To fix the problem properly, he says, would require a public-private sector partnership. And he likes the idea of the Chinese possibly investing in or financing part of the sector, as mooted by Tourism Minister Richard Sealy with respect to Almond Beach Village.
A flight to sophistication can take the sector forward exponentially, he suggested. Using his own hotel as an example, he says, “Before, as the Sierra Hotel, we employed eight to ten people.” But after investing in a completely refurbished facility which has become the new SoCo Hotel, Mr Taylor says, the employment roll has risen to nearly three dozen.
Meantime, SoCo is attracting visitors who can and do pay from US$300 to $650 per night, whereas the old Sierra could only charge US$45 to $50.
“So if you do it right you can dramatically change your (revenue) numbers,” he told me.
If we as a country can deal with the product refurbishment issue and the need to spend significantly on advertising, he concluded, “the brand Barbados can rebound quickly. It’s a powerful brand.”
There are also bunches of low-hanging fruit which we could grab quickly, he says. For example, we could do a lot more to develop tourism products based on our rich heritage, and do more in terms of farmers’ and vendors’ markets.
For example, he says, Ipanema in Brazil has a large Sunday market, and Ralph would like to see more markets being held around the island. “Tourists should not have to dig them out,” he notes. These markets create employment for people, he says.
He is also supportive of the government’s plans to improve and add to its calendar of festivals.
One of the main ingredients in any plan is airlift, he adds. “The issue is money. The days of going cap in hand and asking airlines to put on a plane are over.

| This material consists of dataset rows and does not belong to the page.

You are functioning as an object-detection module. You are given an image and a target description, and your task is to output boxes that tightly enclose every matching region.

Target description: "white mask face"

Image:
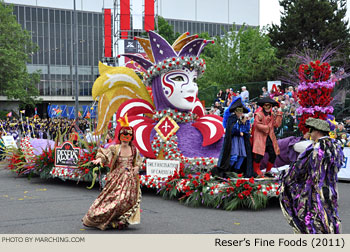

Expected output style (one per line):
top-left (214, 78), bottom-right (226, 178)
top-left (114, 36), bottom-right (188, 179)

top-left (161, 68), bottom-right (198, 110)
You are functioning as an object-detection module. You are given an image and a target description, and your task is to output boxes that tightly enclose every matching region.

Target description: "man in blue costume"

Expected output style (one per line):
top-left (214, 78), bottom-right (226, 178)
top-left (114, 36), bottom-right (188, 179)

top-left (280, 118), bottom-right (344, 234)
top-left (212, 96), bottom-right (253, 177)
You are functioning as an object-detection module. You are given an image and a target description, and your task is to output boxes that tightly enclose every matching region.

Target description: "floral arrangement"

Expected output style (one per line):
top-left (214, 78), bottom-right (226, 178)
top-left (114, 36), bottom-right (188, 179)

top-left (31, 148), bottom-right (55, 179)
top-left (297, 60), bottom-right (335, 134)
top-left (0, 128), bottom-right (279, 210)
top-left (156, 166), bottom-right (279, 211)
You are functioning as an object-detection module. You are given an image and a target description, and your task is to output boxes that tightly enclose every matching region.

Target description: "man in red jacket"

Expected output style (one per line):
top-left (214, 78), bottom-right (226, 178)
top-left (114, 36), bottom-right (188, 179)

top-left (252, 97), bottom-right (282, 177)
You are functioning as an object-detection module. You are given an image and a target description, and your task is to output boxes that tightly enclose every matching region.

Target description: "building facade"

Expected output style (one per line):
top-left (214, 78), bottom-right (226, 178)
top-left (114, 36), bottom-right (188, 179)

top-left (0, 5), bottom-right (104, 117)
top-left (0, 0), bottom-right (259, 117)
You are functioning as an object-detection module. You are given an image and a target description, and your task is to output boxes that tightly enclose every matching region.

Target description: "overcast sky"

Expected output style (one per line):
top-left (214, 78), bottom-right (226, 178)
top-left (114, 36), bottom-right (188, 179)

top-left (5, 0), bottom-right (350, 26)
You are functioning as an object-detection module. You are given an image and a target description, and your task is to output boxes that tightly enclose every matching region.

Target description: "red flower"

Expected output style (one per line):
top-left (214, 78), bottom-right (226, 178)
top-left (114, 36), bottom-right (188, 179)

top-left (243, 191), bottom-right (250, 196)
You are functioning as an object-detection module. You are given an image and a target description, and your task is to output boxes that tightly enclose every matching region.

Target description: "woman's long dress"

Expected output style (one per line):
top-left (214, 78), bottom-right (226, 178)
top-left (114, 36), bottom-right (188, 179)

top-left (83, 147), bottom-right (141, 230)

If you want airlift to your country you have to enter into a marketing deal (with the airlines involved).”
Ralph says it doesn’t matter what you call it – at the end of the day you are paying a subsidy to the airlines, which cannot afford to carry unsold seats to and from a destination.

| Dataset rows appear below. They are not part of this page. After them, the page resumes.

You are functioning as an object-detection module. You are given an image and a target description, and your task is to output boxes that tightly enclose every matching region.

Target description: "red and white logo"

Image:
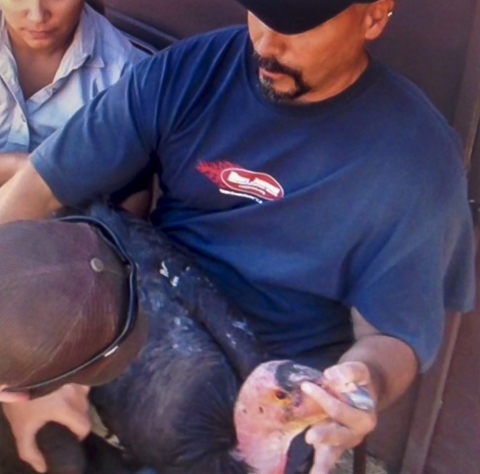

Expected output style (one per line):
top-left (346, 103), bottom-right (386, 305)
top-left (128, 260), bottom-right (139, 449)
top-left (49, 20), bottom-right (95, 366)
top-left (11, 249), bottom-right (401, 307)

top-left (197, 161), bottom-right (285, 202)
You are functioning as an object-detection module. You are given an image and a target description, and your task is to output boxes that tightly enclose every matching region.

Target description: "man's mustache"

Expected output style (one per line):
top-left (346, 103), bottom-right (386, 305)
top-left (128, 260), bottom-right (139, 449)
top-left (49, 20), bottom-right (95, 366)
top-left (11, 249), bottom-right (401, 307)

top-left (254, 52), bottom-right (302, 82)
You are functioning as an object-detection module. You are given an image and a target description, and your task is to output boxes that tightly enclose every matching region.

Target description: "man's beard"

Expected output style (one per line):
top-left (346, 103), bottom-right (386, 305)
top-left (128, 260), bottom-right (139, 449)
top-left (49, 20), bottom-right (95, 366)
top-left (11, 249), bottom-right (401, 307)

top-left (253, 51), bottom-right (311, 102)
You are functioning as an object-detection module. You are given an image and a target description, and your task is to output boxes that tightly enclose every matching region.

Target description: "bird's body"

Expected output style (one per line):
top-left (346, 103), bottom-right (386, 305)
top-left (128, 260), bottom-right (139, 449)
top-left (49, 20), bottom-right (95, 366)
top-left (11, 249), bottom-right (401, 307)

top-left (86, 206), bottom-right (265, 474)
top-left (0, 205), bottom-right (372, 474)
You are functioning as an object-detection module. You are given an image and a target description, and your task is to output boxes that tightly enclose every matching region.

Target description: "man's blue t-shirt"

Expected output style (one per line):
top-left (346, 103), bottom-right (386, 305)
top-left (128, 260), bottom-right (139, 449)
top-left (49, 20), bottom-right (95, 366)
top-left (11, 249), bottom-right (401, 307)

top-left (32, 28), bottom-right (473, 368)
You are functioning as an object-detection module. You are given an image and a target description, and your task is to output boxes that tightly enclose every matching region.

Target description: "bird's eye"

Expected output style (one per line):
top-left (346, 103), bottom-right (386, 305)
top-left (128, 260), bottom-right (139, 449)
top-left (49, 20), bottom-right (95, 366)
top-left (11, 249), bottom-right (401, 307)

top-left (275, 390), bottom-right (288, 400)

“The Caribbean has been affected largely by a reduction in airlift by Virgin Atlantic and British Airways,” he notes. Virgin is using smaller planes while BA has fewer flights.
While the airlines will argue that they cannot afford to operate with “excess capacity,” he says “it means you cannot peak” when you need to. So the trick is to try to limit the “valleys” through incentive programmes when things are slow in order to have that airlift capacity ready when they come.

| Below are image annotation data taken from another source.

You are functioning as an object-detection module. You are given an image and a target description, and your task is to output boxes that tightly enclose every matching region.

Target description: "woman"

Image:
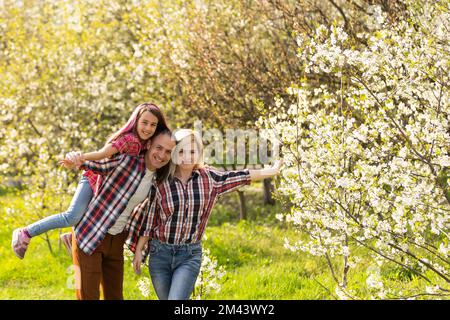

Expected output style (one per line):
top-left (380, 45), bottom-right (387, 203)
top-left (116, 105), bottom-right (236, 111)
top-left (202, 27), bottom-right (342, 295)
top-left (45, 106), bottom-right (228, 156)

top-left (133, 129), bottom-right (281, 300)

“But people have to want to come. You can’t market a dump.”
It remains a matter of wonder to me why, at a time when Barbados sorely needs the best brains on board, especially in tourism, that Ralph Taylor, who served as BTA chairman under late Prime Minister David Thompson, is allowed to remain out of national service in the realm of tourism when his contribution is sorely needed.
That one, as they say, is above my pay grade.  
• Pat Hoyos is a long-standing journalist and publisher of the Broad Street Journal.